An anonymous reader writes: The field of artificial intelligence is getting hotter by the moment as Google, Facebook, Amazon, Microsoft and other tech companies snap up experts and pour funding into university research. Commercial uses for AI are still limited. Predictive text and Siri, the iPhone's voice-recognition feature, are early manifestations. But AI's potential has exploded as the cost of computing power drops and as the ability to collect and process data soars. Big tech companies like Facebook and Google now vacuum up the huge amount of data that needs to be processed to help machines make "intelligent" decisions. The relationship between tech giants and academia can be difficult to navigate. Some faculty members complain tech companies aren't doing enough in the many collaborative efforts now under way. One big gripe: Companies aren't willing to share the vast data they are able to collect.

7 of 78 comments (clear)

  1. getting a job though is still tough by deodiaus2 · · Score: 4, Insightful

    Getting a job with AI is still limited. Companies don't trust it. Spooky sounding tech scares managers and business decision makers. Better off calling it a statistic driven predictor

  2. Stop calling it AI. by Anonymous Coward · · Score: 0, Insightful

    It's a series of complex rules with some pattern recognition, it's not fucking AI.

    1. Re:Stop calling it AI. by Anonymous Coward · · Score: 4, Insightful

      And what do you think you are? The more I learn about machine learning, the more impressed I am with natural neural networks and the incredible sophistication of the layered methods which are being applied to achieve complex behaviors.

      Also:
      http://www.artificial-intelligence.com/comic/7

    2. Re:Stop calling it AI. by Okian+Warrior · · Score: 4, Insightful

      It's a series of complex rules with some pattern recognition

      That is also a pretty good description of what a brain does.

      That's a pretty-good description of what an *adult* brain does, but it's not a good description of intelligence - artificial or otherwise. Your adult brain learned the rules from its environment with no assumptions about what those rules were.

      Try writing an algorithm that can learn to play either chess or checkers, depending on what game it sees.

      Make that same algorithm be able to play asteroids, or drive a car, or OCR.

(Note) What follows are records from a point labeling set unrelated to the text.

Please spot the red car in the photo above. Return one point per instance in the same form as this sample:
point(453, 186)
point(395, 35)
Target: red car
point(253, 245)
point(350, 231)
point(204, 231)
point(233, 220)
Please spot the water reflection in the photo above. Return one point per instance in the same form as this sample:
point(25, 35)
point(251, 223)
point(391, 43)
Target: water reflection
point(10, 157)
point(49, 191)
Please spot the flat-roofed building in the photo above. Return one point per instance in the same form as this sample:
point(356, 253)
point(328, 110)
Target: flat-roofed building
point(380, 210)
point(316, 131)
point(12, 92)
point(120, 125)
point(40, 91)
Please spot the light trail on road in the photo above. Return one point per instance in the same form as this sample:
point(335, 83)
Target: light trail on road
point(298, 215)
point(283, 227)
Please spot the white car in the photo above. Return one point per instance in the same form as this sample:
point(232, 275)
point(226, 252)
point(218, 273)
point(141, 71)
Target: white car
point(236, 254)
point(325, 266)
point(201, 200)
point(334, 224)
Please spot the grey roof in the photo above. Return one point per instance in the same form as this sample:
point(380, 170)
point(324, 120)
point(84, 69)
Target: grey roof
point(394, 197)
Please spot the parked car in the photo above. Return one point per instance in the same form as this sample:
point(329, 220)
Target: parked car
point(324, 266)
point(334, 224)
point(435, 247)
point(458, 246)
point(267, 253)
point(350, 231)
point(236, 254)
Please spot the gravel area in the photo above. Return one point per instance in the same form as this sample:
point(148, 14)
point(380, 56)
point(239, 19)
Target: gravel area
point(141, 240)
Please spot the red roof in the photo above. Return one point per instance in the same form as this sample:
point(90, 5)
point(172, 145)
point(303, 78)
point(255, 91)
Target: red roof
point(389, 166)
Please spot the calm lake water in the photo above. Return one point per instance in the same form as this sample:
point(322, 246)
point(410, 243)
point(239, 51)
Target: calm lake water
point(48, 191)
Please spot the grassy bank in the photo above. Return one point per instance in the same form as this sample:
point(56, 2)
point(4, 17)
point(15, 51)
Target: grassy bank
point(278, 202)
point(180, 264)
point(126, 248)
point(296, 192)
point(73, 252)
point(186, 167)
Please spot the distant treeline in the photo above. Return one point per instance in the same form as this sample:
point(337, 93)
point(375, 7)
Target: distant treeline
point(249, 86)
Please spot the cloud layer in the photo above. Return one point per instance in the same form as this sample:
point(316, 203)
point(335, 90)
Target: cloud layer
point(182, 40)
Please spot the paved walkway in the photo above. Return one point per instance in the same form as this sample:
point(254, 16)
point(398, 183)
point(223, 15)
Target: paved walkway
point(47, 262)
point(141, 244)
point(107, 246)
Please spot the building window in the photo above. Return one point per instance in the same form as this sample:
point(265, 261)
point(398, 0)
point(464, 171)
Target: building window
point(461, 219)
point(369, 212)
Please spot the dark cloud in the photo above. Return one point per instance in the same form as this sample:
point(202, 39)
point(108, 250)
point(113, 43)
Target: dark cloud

      Make that same algorithm be able to recognize a tune ("row row row your boat") even if it's played in a different key, at a different speed, with variations in tempo, and even variations in key.

      Any time you know beforehand what the rules are you are not simulating intelligence - you are simulating the *results* of intelligence. You are just writing down whatever it is that the intelligence in your head has decided.

      The intelligence never makes it into the program - it stays in your head.

  3. I'll believe it when... by grimmjeeper · · Score: 4, Insightful

    ... the companies are actually willing to look beyond H1B visa holders and low wages. If they're not yet ready to pay what a real expert costs, they're not really in high demand.

  4. Re:getting a job though is still tough by Tablizer · · Score: 3, Insightful

    The technology has its place. But it isn't something that magically does the right thing.

    It only has to be slightly less stupid than typical humans, and/or cost less than humans. It may also need more trace-ability, such as knowing why it gave an answer it did. With humans you can ask and usually get an answer such as "we always did it this way", "that way usually works for me", or "because the alternative confuses the sales team", etc.

    But career-wise AI has had multiple boom/bust cycles as the usual hype-masters overdo claims and damage AI's cred. Have a Plan B if you go into AI. (No, not a Plan 9.)

  5. Re:getting a job though is still tough by Dutch+Gun · · Score: 3, Insightful

    The term "AI" dropped out of favor a decade ago as a result of a lot of over-promising and under-delivering from the decade before that. Remember "expert systems"? Yeah, that was "AI" in a different guise. It looks like the term "AI" is making a bit of a comeback. I'm not sure that's a good thing, because it never really describes these systems adequately, as "intelligence" has very little to do with it.

    --
    Irony: Agile development has too much intertia to be abandoned now.